On-Air: Better Coworking at Home
TL;DR: I made a thing! When my Mac camera is on (presumably because I'm in a meeting), an "On Air" light turns on. This should make co-working at home (between a software engineer and a domestic engineer) much easier.
My home "office" is current co-located with our bedroom. On multiple occasions this week alone, my wife poked her head in during a video call, sheepishly closing the door after discovering me in my mid-morning standup.
This week was different: rather than continuing to chuckle each time it happens, I decided to make use of the growing pile of microcontrollers on my desk and make an Internet-connected "on-air" light.
The microcontroller I chose is the Electric Imp (specifically the imp001). I first considered a custom build with an April board, but decided to use the Hannah instead and build a custom case instead (the unused knob is a bit of an eyesore, but it's significantly easier this way). One cardboard box, a pair of scissors, and some masking tape later, and I had my case. I made a little window in the box for the RGB LED to shine through, covering up the window with a small piece of paper with "ON AIR" written on it.
Since I used an Imp, I took advantage of their excellent community and grabbed some code for the I2C and IO Extender from GitHub, and the rest of the Agent/Device code was incredibly simple. In the end, I had a single URL I could hit to turn the LED on and off:
agent.electricimp.com/DEVICE_ID?led=$STATE. This was my original goal: to be able to turn the light on and off from my desk.

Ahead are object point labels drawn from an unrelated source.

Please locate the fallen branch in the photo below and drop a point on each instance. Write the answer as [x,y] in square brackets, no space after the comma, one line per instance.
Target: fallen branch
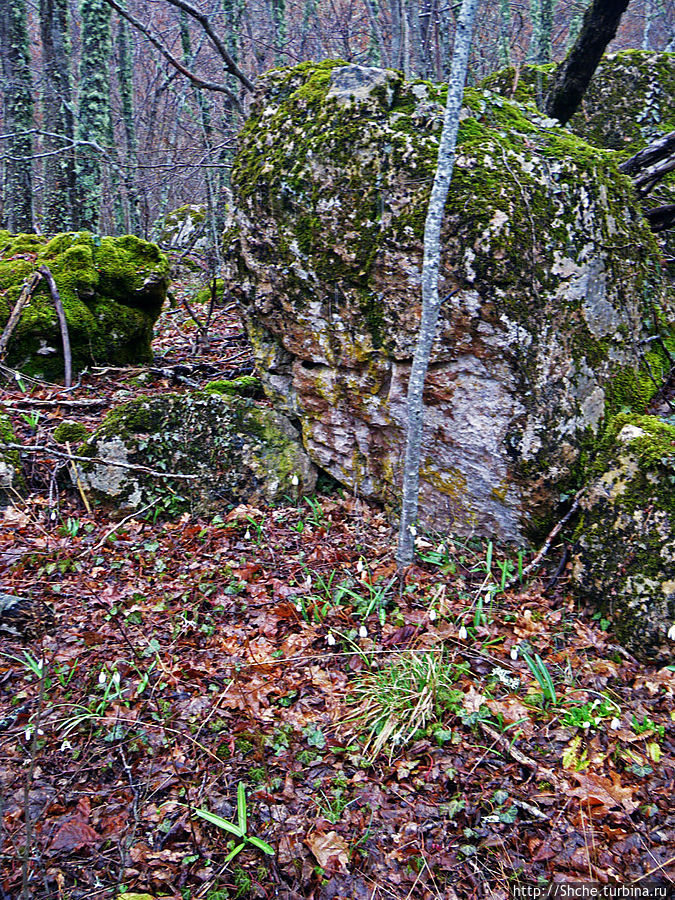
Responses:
[538,559]
[116,463]
[91,403]
[24,297]
[63,325]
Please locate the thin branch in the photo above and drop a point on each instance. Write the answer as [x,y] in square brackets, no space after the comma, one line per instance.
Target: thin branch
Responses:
[115,463]
[177,64]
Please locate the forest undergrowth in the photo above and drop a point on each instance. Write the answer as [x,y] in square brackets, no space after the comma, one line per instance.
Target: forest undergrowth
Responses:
[255,706]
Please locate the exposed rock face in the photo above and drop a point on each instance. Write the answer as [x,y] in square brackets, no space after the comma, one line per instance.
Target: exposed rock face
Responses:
[625,561]
[112,291]
[554,275]
[237,452]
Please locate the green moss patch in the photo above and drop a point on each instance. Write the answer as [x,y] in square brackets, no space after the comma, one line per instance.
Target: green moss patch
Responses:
[112,291]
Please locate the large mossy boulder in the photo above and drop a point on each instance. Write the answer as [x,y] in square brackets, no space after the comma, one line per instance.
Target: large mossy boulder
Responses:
[625,543]
[628,103]
[112,291]
[231,450]
[552,279]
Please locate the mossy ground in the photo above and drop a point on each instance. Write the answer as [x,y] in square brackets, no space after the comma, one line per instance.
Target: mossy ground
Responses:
[112,291]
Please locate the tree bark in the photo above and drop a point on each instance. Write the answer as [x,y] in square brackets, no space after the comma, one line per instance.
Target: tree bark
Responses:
[94,112]
[431,302]
[574,74]
[17,104]
[59,166]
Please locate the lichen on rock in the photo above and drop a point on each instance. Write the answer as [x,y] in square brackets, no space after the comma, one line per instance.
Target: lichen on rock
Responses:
[112,291]
[234,451]
[551,274]
[624,559]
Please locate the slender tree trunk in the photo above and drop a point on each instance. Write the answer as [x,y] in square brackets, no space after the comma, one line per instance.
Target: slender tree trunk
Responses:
[431,302]
[17,104]
[57,113]
[125,77]
[94,109]
[574,75]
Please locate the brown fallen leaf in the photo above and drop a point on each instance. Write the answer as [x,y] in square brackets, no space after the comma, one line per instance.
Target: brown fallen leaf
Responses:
[75,833]
[330,851]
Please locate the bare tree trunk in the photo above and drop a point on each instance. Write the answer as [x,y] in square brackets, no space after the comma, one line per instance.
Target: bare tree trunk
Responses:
[431,302]
[574,75]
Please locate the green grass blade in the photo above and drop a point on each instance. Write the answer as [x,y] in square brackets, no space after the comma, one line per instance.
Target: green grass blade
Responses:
[241,807]
[219,822]
[261,845]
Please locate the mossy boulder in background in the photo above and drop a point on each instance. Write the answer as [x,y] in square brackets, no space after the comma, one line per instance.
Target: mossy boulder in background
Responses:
[184,228]
[235,451]
[625,550]
[552,277]
[11,478]
[112,290]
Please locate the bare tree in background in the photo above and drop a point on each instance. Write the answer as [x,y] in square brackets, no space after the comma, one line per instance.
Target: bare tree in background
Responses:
[431,302]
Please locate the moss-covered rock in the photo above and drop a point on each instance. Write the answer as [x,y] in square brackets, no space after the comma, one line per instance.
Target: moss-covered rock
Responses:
[183,228]
[112,291]
[552,278]
[231,450]
[70,433]
[625,556]
[11,478]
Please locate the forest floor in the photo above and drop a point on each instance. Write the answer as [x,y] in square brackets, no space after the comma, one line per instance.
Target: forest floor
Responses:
[349,735]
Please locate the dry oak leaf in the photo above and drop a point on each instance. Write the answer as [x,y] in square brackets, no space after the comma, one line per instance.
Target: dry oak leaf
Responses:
[512,710]
[602,791]
[75,833]
[330,851]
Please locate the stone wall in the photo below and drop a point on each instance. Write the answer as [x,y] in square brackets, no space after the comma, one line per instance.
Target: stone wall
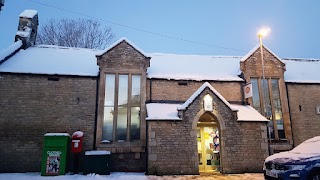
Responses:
[273,68]
[170,90]
[172,146]
[32,105]
[303,99]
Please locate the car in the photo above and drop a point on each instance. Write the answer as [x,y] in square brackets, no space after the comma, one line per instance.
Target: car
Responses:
[302,162]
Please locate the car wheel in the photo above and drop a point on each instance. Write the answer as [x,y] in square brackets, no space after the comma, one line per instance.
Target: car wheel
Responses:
[315,176]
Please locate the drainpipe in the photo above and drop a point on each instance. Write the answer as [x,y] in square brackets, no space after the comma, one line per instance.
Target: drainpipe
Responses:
[96,113]
[150,90]
[289,113]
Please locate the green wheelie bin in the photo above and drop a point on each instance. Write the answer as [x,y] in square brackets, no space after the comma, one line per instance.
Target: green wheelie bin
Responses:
[55,154]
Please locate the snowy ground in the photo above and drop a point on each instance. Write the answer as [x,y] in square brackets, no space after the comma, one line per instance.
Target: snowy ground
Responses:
[126,176]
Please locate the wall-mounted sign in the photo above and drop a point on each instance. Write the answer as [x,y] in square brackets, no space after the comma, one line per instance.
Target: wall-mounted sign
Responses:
[247,89]
[207,103]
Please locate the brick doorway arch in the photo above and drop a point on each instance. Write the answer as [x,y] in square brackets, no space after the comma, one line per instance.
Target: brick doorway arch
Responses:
[209,128]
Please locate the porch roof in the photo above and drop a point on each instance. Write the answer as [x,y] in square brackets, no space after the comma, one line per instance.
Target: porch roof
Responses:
[248,113]
[162,111]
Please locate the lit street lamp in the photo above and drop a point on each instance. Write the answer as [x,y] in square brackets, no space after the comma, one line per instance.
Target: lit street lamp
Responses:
[262,33]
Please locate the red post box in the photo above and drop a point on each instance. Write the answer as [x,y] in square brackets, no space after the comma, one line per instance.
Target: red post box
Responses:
[76,142]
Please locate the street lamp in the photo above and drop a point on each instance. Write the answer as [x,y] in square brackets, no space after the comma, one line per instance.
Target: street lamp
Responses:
[262,33]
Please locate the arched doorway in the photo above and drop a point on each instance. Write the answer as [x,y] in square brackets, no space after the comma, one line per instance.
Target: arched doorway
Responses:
[208,143]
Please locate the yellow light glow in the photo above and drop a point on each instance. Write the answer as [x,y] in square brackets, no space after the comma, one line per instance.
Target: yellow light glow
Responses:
[264,32]
[207,98]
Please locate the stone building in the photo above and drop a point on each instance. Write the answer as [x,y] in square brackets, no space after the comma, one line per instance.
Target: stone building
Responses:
[158,113]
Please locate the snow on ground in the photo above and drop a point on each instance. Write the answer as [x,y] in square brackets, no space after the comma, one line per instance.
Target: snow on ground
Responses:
[126,176]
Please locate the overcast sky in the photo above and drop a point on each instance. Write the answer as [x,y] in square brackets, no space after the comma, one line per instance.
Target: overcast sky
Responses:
[233,25]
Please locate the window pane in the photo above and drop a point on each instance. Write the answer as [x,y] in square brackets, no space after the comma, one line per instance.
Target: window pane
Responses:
[107,130]
[135,108]
[122,123]
[266,98]
[135,123]
[109,91]
[255,94]
[267,107]
[135,101]
[277,107]
[108,123]
[122,120]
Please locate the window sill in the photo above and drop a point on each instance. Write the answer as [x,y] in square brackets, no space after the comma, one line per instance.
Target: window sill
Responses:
[122,147]
[275,141]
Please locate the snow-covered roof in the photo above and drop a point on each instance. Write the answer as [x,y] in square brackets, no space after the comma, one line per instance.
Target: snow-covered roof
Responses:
[302,71]
[194,67]
[248,113]
[53,60]
[28,13]
[95,152]
[11,49]
[57,60]
[162,111]
[56,134]
[199,91]
[25,33]
[118,42]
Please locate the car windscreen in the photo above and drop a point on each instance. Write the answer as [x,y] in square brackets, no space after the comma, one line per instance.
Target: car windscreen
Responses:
[310,146]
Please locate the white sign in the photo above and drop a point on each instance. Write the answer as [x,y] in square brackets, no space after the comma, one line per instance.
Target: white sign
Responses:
[207,103]
[247,89]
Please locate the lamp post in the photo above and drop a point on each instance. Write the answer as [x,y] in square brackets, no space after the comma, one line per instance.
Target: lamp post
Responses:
[263,32]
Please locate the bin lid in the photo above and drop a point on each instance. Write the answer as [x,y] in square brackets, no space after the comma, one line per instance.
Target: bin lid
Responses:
[57,134]
[88,153]
[77,134]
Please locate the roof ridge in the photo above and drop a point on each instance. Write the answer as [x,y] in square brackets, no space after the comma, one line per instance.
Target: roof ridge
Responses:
[63,47]
[302,59]
[215,56]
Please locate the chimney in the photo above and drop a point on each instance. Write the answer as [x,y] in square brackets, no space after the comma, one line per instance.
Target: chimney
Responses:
[28,28]
[1,4]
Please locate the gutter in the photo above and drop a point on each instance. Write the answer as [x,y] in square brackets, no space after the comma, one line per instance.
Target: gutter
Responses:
[15,47]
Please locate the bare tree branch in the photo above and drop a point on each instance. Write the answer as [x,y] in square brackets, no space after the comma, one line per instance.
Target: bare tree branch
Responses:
[83,33]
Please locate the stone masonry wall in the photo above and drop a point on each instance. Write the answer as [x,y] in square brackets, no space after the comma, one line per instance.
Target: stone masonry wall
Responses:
[171,90]
[303,99]
[31,105]
[172,146]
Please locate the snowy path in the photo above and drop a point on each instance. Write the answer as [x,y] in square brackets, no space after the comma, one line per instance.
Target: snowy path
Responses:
[126,176]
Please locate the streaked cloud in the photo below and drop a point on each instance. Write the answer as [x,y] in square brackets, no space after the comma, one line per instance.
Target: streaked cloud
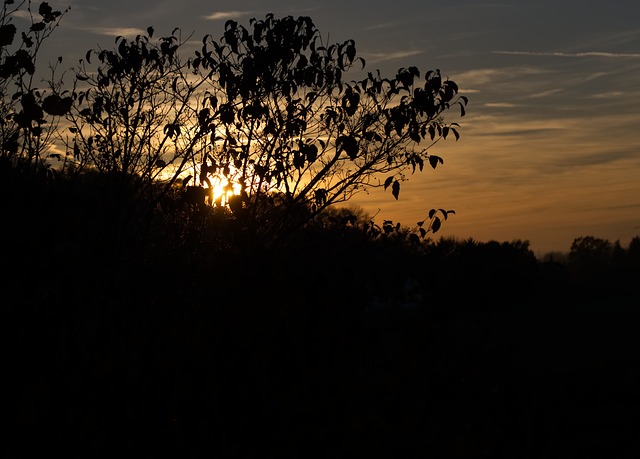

Fortunately, that evening was the monthly Bellingham Codes meetup. Talking about my little project with the group, another attendee had a great idea: even if writing plugins for each video conferencing platform would be overly complicated, I could write a script to detect if the camera is in use, and trigger the light entirely based on that.
My first instinct to check camera state was Objective-C, and I spent a few hours to that effect. As it turns out, using a generalized search engine to find sample Obj-C code for detecting the camera state was impossible. Browsing StackOverflow directly, less so. However, I discovered something even better: other solutions to the same problem. While browsing the osx tag, I found this post discussing Chrome's use of the camera. It turns out the camera device shows up via
lsof, so I had my hook.
I published the resulting code on GitHub, though it is certainly Mac-only. Let me know what you think!